Abstract

Increasing demands for firewood owing to rising energy costs have accelerated discussions about the amount of dead wood needed for conservation. A sharp increase in dead wood caused by bark beetles in a German national park provides lessons for management of commercial and protected forests. We investigated the effects of dead wood due to bark beetle infestation as well as tree senility on abundance and richness of saproxylic species of beetles. Increasing amounts of spruce dead wood and opening of the canopy by bark beetles had positive effects on the abundance of host-generalist, conifer-specialist, and red-listed saproxylic beetles.

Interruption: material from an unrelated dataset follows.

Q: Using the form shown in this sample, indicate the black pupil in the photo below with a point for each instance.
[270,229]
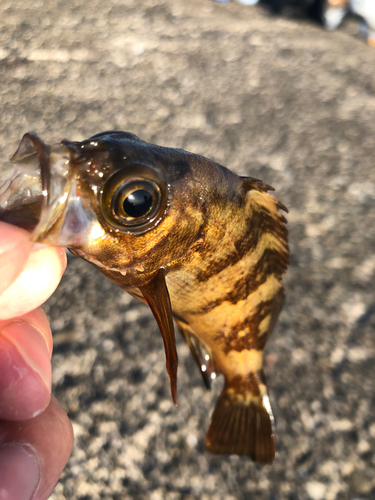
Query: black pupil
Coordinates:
[138,203]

Broadleaf specialists were positively associated with the amount of broadleaf dead wood and negatively associated with canopy openness. Gradient analysis of beetle assemblages revealed two major environmental axes: canopy openness and amount of dead wood. We found a threshold for community divergence at a canopy openness of 23% (confidence interval CI: 11–49) and at an amount of dead wood of 64 m 3 ha −1 (CI: 35–160). Critically endangered species served as indicators of dense and open forests, but only when the amount of dead wood was high. Our results suggest that, to maintain saproxylic beetle assemblages, the amount of dead wood in commercial montane forests (at present ≈15 m 3 ha −1) needs to be tripled, with a focus on broadleaf wood in dense stands and spruce wood in open stands. For large protected areas in Europe, our data suggest that bark beetle infestation and senescence without active forest management improves habitat conditions for saproxylic beetles.